The government and the Moro Islamic Liberation Front (MILF) rebel group began peace talks in Malaysia on Wednesday.
In addition to the army, pro-government militia, several rebel militant groups, private armed groups backed by politicians, Al Qaida-linked terrorists and kidnap-for-ransom bandits operate in the southern Philippines, known as a wilderness of loose firearms and hotheads.
“We need to be realistic enough to know we will also make mistakes, that we will not be able to bring everybody on board, that we will suffer delays, that there will be naysayers, recalcitrants and breakaways, as well as corrupt and abusive members of our respective organisations,” said Philippine government negotiator Miriam Coronel-Ferrer at the start of negotiations with the MILF in Kuala Lumpur.
“We in the MILF and government continue to strive to overcome all that stands in our way leading to the signing of the Comprehensive Peace Agreement,” Mohagher Iqbal, the chief MILF negotiator, said at the opening of the talks that were scheduled to end on January 26.
The government and the MILF have already agreed in principle to “decommission” the arms of the MILF fighters; but the firearms will not be destroyed, said a source who requested for anonymity. They have yet to finalise details of an agreement on how to secure the firearms and which third international party will make initial and continuous inventory of the rebels’ firearms, the source added.

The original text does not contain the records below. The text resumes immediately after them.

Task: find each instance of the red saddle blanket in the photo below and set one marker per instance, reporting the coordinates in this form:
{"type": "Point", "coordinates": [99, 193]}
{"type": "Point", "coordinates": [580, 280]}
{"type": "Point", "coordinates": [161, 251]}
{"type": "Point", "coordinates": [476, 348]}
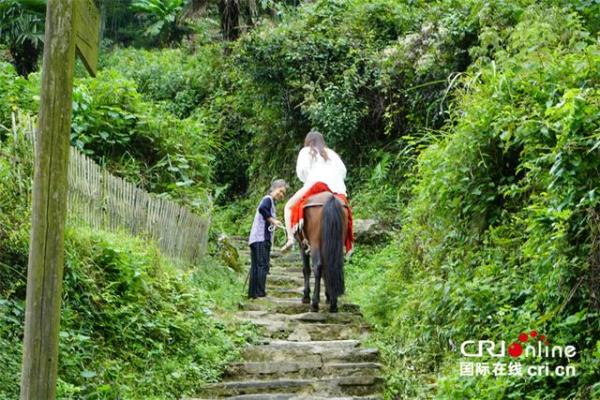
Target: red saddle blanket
{"type": "Point", "coordinates": [298, 211]}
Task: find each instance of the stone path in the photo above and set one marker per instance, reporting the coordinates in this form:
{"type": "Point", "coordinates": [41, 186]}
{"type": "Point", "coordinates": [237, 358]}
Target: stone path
{"type": "Point", "coordinates": [302, 355]}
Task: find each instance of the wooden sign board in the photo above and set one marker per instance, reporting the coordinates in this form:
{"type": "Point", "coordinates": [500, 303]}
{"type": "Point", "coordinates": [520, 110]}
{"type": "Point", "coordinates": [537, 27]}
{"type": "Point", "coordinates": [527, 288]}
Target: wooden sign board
{"type": "Point", "coordinates": [86, 28]}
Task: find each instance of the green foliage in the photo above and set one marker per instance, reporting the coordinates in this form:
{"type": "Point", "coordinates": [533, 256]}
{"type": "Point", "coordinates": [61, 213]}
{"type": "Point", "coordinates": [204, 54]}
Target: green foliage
{"type": "Point", "coordinates": [22, 31]}
{"type": "Point", "coordinates": [501, 226]}
{"type": "Point", "coordinates": [161, 16]}
{"type": "Point", "coordinates": [134, 137]}
{"type": "Point", "coordinates": [172, 78]}
{"type": "Point", "coordinates": [133, 326]}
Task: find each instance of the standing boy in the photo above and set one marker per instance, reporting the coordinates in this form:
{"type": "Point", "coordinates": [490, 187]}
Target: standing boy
{"type": "Point", "coordinates": [261, 236]}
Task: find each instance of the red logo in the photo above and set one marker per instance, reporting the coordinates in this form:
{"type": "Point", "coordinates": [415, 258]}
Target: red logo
{"type": "Point", "coordinates": [516, 349]}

The government has yet to respond to the MILF’s proposal that MILF fighters must be allowed a minimum number of firearms based on the country’s gun law, said the source, adding that both parties will agree on the stages of the decommissioning of arms of the MILF and the government forces.
Iqbal said both parties had already agreed in principle that the military and pro-government militia must also gradually decommission arms, adding that the Philippine government and the MILF have yet to discuss the stages of the redeployment of government soldiers from or within the autonomous region of Filipino-Muslims.
As this happens, the military, police, and the Bangsamoro Islamic Armed Forces (BIAF), the armed wing of the MILF, “will join each other in keeping peace in the south,” explained Coronel-Ferrer.
The MILF has also proposed that the government must be responsible for preventing the proliferation of firearms among private armed groups in the south.
The idea is to make the southern Philippines gun-free, said Coronel-Ferrer, adding that this plan will involve other southern parts such as Zamboanga City, Zamboanga Peninsula, North Cotabato and Lanao del Norte.
These areas are outside the five provinces and city that currently comprise the existing Autonomous Region in Muslim Mindanao (ARMM), which the Philippine government and the MILF hope to expand with eight more municipalities and 800 Muslim-dominated villages.
The socially volatile south is also the base of the Abu Sayyaf militant group and the Bangsamoro Islamic Freedom Fighter (BIFF), the armed wing of the Bangsamoro Islamic Freedom Movement (BIFM) led by former MILF commander Umbra Ameril Kato.
It is also the home of the Moro National Liberation Front (MNLF) whose faction led by MNLF founder Nur Misuari renewed a second armed struggle by taking over several villages in Zamboanga City in September 2013.
Misuari had forged two pro-autonomy peace settlements with the Philippine government in 1986 and 1997.
Despite the problems these groups might create, 90 per cent of the details of the normalisation annex have been agreed upon by the Philippine government and the MILF, said Iqbal.
Normalisation is the fourth annex to be finalised by the two parties before their signing of a comprehensive peace settlement.
President Benigno Aquino said the expansion of the ARMM and the establishment of a new Bangsamoro political entity in the south, for all Filipino-Muslims, should be done before the end of his term in 2016.